Sabah gazetesinin duayen yazarı Hıncal Uluç, Fenerbahçe - Galatasaray derbisinden sonra Galatasaray Teknik Direktörü Fatih Terim'in kendisini aradığını yazarken, nedenini de açıkladı.

Uluç'un yazısındaki o bölüm şöyle:

Maç bitti.. İki komşum var, birlikte izlediğimiz onlar ve Caner gitti.. Vakit erken.. Bir film seçtim, Netflix'ten seyredeceğim..
Telefonum çaldı.. Arayan, kutlayan çok oluyor ya..

İnanamadım..

Fatih Hocam arıyor..
Terim!. 22.03!.

..Ve ne için arıyor, biliyor musunuz?.

İşte bu resim için..

Seyirci yasak.. Nihat Özdemir Federasyonu 3 büyükler emrinde ya.. Sadece localar, yani maç başı küçük bir serveti hem de dolarla ödeyebilenlere ayrıcalık tanımış. Onlara yasak yok.

Hem de devlet hafta sonlarını herkese yasaklarken, mesela iki sokak ötemde oturan Yaso'nun eşi Can Sayın cumartesi, pazar geceleri sokağa çıkıp bize gelemezken, bu localara gidenlere İstanbul yolları serbest.
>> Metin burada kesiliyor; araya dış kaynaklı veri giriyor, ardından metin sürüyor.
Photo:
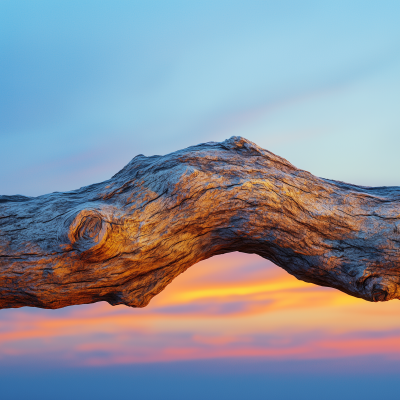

Nasıl serbest bilen yok?.

Fener maçından bu resme bakın, loca dışında da tribün katları dolu.. Üç katın üçünde de seyirci..

Ali Koç, Nihat Özdemir'e "Fenerli Sağlık personeline bir jest yapalım, maça gelsinler" demiş. Ali Koç dedi mi, Nihat Özdemir "Başüstüne" der ya, Zorlu'dan beri.. "Emrin olur" demiş gene..

..Ve o Sağlık personeli ile Locadakiler Galatasaray sahaya çıkar çıkmaz, isim vererek, başta Fatih Terim ve Arda Turan olarak, isim vererek anasından başlayıp karısına, bacısına o rezil, o ayıp, o utanç verici "Sinkaflı küfürler"e koro halinde başlamışlar..
Belli önceden tertipli ve planlı.. Bu arada Fenerli Sağlık Çalışanları Derneği açıklama yapmış.. "Maçta bizden 3 (Üç) üye vardı" diye.. Peki ötekiler?

Fatih Hocam, maçı da, liderliği de değil, o kendisine ve oyuncularına, adları verilerek sinkaflı küfürlerle saldırılırken Şeref (!) Tribünü'nü anlatıyor bana..

Ona asıl dokunan şey o işte..

"Spor Bakanı orda.. Futbol Federasyonu Başkanı orda..
Federasyon temsilci ve gözlemcisi ordayken, bana ve futbolcularıma, isimlerimizle birlikte, ana, avrat, bacı sövülüyor ve hiç kimse müdahale etmiyor, Hıncal.. Şimdi gel de sevin bakalım maç kazandın diye.." Cevabım vardı ama, söylemedim. İşte burada söylüyorum şimdi!.

O tribünde Galatasaray Başkanı Mustafa Cengiz de vardı. O galiz saldırıları o da duydu..

Niye elini masaya vurmadı?.

Niye yanındaki Bakan'a ve Federasyon Başkanı'na "Ben oyuncularımı bu rezil tribüne yem etmem. Ya siz o tribünü boşaltacaksınız ya ben sahanın içini..

Takımımı alıp gideceğim, bilesiniz" demedi?.

Niye sustun Mustafa Cengiz?.

Ama sen susarsın değil mi?. Bana söz verdiğin "Konuşacağım" dediğin zaman bile susarsın!.

Nihat Özdemir, "Mustafa Cengiz bana başka, camiaya başka konuşur" dediği zaman bile sustun sen!.